Evaluation of the Factors Contributing to Broiler Meat and Functional Quality a Systemic Review
- 1 Animal Production Institute, Agricultural Research Council, Irene, South Africa
- 2 Department of Animal Sciences, Faculty of Science, Tshwane University of Technology, Pretoria, South Africa
- 3 Department of Agriculture and Rural Development, Mara Research Station, Makhado, South Africa
- 4 Animal Sciences, Western Cape Department of Agriculture, Elsenburg, South Africa
Abstract
In South Africa, the poultry sector is industry is essential because it promotes equitable, sustainable economic growth and employment creation. Chicken meat is often preferred for further processing, especially in regions where pork consumption is limited due to cultural or dietary reasons. Literature databases such as Web of Science and Scopus databases while the Google search engine from 1982-2024 were used. The PRISMA method was adopted, where 104 articles met the criteria for this review article after several exclusion criteria. Several factors can affect poultry meat quality properties causing significant differences in meat and functional quality. These include agro-ecological zone, sex, season, production system, age, strain, and diet. Commercially, the price of poultry meat depends on the overall product quality presented to the consumer. While meat processors focus on the technological meat quality properties, consumers are more invested in the nutritional and sensory quality. Literature indicates that female broilers (1.5 kg) are preferred for rotisserie chicken over heavy size (3.5 kg) male broilers, which are used for processed products. Literature also suggests that there can be sex variability in carcass yield and colour, with females exhibiting a higher yellowness index b* (3.55) compared to males (2.30). Comparable results were observed in female broiler chicken’s yellowness index shows b* (3.57) compared to males b* (2.42). Male broiler chickens have been observed to present lower lipid content (6.8–9.1 g/100 g) than female broiler chickens (7.1–11.8 g/100g). In corroboration, others have cited that female chickens have lower moisture and fat content than males. Age is also important, as the haem pigments increase with aging, the meat colour becomes redder (a*) and less light (L*) in appearance. Production system, season and agro-ecological zone influence animal stress and can alter animal glycolytic potential and post-mortem pH. This review gives insight into the factors that contribute to a successful broiler enterprise.

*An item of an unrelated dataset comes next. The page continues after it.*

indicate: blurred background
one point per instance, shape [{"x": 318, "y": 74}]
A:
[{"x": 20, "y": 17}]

DOI: https://doi.org/10.3844/ajavsp.2025.280.296
Copyright: © 2025 Ndlovu Hlulani, Munhuweyi Karen, Ramukhithi Fhulufhelo Vincent, Mpofu Takalani Judas, Nephawe Khathutshelo Agree, Raphulu Thomas, Mulaudzi Mmboniseni and Mtileni Bohani. This is an open access article distributed under the terms of the
Creative Commons Attribution License, which permits unrestricted use, distribution, and reproduction in any medium, provided the original author and source are credited.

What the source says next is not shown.